Moving from a framework focused on GHG reductions to net-zero changes the strategic interest of the CCS solutions applied to various economic sectors since it will become necessary to address the total life-cycle emissions, or at least cradle to production emissions rather than only process emissions.
Most of the commercial CCS and CCU operations today contribute to reducing GHG emissions from industrial processes, many of which are difficult or impossible to transform in order to avoid GHG emissions. In this case, three pathways are possible:
- To find a replacement product with a lower footprint or eliminate the need for the product altogether;
- To develop a zero-emission production process;
- To use CCUS to capture source-point GHGs.

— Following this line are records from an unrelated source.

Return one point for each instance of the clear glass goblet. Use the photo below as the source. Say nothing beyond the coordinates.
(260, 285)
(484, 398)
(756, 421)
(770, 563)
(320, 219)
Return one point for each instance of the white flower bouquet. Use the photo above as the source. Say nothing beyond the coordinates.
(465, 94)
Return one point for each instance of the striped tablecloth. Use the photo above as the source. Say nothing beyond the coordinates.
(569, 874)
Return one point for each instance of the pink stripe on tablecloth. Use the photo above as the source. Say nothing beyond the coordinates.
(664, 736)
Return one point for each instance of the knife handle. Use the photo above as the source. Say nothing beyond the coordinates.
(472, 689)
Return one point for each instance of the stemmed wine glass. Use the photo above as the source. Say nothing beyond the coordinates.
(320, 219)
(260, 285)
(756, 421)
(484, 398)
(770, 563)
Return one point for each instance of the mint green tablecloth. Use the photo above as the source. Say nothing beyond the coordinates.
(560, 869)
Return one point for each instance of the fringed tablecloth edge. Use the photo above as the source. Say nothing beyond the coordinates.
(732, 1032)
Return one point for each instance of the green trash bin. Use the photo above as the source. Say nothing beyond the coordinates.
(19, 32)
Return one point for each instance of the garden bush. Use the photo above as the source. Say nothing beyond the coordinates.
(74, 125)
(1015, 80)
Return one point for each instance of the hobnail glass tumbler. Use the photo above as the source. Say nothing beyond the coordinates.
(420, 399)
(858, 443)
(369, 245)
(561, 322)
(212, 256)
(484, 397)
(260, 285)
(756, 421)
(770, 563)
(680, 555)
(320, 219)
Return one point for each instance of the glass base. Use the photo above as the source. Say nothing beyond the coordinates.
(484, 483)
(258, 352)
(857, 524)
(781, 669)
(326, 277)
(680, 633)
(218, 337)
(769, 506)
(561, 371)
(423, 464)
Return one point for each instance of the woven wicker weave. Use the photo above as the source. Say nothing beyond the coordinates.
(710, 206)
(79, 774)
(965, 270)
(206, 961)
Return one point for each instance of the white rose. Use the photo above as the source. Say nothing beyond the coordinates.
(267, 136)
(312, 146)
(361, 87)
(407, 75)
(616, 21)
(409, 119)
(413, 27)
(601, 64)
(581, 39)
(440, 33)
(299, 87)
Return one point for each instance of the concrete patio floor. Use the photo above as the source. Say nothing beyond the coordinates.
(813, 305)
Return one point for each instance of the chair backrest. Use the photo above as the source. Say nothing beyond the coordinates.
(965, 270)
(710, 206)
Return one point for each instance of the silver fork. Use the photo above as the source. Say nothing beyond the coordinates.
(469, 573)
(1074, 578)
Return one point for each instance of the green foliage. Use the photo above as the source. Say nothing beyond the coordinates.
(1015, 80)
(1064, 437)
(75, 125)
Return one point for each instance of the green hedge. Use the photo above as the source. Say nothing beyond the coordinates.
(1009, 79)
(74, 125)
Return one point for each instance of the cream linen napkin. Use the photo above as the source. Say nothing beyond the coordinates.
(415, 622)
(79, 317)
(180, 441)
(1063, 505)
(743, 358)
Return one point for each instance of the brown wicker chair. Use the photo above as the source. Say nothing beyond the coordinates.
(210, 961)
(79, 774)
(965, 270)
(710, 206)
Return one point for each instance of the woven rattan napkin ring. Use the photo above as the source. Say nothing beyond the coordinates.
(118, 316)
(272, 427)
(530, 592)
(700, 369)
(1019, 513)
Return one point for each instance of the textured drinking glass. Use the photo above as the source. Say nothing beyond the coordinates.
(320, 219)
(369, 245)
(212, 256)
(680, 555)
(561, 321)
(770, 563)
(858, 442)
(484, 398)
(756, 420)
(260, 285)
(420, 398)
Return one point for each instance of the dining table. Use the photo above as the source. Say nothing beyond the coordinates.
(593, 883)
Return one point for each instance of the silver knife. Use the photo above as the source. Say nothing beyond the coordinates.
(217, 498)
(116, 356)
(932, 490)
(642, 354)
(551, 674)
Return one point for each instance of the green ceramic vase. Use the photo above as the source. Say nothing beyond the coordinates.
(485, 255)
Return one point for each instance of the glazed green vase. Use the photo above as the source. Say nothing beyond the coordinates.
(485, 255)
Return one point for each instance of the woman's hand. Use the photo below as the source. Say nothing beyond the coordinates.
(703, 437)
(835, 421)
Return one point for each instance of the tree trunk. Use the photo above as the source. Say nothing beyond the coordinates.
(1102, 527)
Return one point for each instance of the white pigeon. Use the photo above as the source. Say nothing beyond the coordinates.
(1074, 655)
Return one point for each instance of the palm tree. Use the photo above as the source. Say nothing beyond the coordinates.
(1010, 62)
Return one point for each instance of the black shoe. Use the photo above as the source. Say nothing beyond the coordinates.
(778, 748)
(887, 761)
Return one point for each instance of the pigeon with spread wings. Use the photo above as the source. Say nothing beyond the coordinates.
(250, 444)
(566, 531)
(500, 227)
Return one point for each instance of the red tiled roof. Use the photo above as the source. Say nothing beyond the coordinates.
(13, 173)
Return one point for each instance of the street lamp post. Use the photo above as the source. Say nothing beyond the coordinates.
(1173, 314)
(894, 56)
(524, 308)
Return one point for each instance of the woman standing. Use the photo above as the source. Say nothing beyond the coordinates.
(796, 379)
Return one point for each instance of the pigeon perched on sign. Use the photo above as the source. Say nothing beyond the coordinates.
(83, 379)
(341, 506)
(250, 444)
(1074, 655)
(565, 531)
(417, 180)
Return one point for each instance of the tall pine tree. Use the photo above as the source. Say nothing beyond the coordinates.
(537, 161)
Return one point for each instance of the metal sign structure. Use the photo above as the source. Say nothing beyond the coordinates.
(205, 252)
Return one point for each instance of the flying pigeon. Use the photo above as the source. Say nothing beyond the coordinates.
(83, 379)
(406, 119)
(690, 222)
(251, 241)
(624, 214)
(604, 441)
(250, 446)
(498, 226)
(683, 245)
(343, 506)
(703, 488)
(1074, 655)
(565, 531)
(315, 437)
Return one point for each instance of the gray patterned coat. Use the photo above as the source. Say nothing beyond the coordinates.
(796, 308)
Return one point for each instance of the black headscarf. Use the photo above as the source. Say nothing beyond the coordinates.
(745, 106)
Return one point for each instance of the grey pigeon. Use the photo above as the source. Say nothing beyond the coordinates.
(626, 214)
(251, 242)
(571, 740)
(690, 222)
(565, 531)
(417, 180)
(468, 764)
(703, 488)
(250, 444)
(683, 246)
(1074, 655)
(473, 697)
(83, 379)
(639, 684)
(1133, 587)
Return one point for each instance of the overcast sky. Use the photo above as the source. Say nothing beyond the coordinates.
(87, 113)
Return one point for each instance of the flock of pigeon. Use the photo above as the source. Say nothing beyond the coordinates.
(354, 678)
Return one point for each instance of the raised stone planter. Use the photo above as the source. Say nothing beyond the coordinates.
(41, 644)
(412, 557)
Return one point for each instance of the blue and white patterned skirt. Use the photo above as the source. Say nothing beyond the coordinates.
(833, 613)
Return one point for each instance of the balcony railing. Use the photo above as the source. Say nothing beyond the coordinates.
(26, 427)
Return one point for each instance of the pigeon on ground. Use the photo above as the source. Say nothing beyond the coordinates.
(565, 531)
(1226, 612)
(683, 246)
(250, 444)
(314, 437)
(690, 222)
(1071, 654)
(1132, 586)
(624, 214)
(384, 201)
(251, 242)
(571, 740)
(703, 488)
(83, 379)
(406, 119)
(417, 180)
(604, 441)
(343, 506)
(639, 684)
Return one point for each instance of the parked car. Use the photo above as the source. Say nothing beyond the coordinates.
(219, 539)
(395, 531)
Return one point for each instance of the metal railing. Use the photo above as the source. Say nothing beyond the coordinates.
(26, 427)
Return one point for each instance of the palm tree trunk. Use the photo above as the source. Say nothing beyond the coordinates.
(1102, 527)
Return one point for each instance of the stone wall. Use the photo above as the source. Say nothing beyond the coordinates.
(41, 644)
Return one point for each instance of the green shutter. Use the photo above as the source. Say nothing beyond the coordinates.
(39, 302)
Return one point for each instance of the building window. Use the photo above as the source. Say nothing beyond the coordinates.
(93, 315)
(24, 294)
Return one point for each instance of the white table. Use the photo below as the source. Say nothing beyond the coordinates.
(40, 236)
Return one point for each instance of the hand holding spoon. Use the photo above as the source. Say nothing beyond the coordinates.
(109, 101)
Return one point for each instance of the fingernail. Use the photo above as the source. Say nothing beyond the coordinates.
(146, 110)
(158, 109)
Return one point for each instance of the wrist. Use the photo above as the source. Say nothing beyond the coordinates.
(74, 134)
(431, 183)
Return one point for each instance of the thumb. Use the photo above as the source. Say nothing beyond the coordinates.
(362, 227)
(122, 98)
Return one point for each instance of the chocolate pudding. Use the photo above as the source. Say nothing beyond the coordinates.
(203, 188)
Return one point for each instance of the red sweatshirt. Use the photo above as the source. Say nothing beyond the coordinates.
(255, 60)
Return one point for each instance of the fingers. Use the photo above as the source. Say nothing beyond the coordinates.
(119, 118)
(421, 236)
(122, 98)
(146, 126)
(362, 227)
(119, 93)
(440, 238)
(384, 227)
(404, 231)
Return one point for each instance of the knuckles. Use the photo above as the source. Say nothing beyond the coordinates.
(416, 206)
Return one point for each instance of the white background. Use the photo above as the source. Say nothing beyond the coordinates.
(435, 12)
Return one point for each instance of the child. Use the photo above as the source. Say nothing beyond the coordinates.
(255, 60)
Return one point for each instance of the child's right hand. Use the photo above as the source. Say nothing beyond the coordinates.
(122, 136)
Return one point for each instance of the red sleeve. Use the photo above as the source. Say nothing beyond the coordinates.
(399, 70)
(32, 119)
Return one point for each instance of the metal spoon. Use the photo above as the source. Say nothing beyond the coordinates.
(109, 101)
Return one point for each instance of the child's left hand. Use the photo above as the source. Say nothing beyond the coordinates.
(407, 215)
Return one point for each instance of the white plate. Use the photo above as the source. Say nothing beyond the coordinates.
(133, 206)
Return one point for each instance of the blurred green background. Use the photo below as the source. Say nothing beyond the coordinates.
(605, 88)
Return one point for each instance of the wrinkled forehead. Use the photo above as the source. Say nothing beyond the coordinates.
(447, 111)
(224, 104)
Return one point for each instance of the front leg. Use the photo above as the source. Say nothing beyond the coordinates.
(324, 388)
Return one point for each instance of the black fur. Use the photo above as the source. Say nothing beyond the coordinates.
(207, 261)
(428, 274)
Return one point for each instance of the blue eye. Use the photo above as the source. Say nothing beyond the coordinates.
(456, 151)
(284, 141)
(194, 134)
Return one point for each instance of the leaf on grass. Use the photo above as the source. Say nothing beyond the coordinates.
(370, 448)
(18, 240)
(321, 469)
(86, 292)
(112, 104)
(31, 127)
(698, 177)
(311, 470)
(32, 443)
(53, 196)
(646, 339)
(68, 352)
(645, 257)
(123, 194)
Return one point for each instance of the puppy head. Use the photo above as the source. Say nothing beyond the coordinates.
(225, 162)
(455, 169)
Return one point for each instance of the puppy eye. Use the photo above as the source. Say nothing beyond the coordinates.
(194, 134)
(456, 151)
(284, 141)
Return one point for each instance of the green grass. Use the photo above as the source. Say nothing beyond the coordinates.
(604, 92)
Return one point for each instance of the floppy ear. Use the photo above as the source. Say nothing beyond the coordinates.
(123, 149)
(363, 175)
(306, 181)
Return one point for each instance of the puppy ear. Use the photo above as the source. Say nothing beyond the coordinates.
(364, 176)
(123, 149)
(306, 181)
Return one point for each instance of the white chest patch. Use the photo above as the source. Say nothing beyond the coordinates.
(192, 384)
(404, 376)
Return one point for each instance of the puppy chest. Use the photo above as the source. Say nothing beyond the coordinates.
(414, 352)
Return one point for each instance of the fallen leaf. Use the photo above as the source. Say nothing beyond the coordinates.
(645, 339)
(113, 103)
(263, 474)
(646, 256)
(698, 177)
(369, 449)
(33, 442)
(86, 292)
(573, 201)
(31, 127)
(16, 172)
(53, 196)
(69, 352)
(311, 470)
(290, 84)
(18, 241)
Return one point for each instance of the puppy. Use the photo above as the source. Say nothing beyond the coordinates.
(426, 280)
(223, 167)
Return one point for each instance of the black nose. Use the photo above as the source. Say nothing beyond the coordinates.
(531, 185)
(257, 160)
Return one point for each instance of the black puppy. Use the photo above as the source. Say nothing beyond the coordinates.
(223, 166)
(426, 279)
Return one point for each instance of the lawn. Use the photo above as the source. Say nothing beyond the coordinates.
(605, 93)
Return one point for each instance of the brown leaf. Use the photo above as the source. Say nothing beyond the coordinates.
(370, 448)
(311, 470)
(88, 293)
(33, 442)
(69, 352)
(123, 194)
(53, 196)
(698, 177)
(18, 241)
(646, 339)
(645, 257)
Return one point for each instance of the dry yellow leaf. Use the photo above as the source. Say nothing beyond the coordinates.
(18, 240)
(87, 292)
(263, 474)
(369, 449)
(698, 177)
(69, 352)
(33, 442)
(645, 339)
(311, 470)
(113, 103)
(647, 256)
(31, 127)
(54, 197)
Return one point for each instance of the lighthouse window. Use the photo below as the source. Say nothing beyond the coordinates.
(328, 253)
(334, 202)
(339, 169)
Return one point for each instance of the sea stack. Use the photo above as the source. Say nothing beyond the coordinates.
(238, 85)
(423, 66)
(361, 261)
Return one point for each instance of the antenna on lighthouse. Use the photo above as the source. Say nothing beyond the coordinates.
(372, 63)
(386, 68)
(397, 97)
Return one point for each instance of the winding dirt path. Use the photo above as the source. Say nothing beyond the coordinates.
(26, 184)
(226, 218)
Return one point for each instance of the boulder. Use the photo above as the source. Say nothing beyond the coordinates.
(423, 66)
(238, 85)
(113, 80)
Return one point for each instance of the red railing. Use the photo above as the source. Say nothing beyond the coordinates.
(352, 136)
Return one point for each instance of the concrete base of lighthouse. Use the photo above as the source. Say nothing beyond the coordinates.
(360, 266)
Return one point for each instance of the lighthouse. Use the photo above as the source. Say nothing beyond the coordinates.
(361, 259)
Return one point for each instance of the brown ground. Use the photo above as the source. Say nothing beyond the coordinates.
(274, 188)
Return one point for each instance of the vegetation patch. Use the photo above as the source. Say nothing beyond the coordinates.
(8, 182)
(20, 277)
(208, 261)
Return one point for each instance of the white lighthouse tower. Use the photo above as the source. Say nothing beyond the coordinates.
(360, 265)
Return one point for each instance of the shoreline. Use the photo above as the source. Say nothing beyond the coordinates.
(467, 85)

In the latter case, GHG removal typically focuses on a specific step of the production process and does not capture 100% of the emitted GHG, even at the production site. Therefore, a fully net-zero production needs to be paired with negative-emissions projects in order compensate for any fugitive or remnant emissions. At present, although numerous negative-emissions enterprises (mainly based on reforestation) exist, no commercial industrial facility delivers a truly integrated net zero process. On the contrary, as most of these facilities repurpose their captured CO2 for enhanced oil extraction, their net climate benefit remains debatable. Therefore, detailed life-cycle planning and analysis remains to be conducted in order to implement realistic and convincing pathways to net-zero for these industries.
Nevertheless, building on the modelling presented in this Outlook, it is possible to propose that such an integrated approach toward net-zero, which raises the cost of GHG management, will be targeting unavoidable industrial processes rather than serving to support the partial decarbonization of sectors that can be transformed otherwise.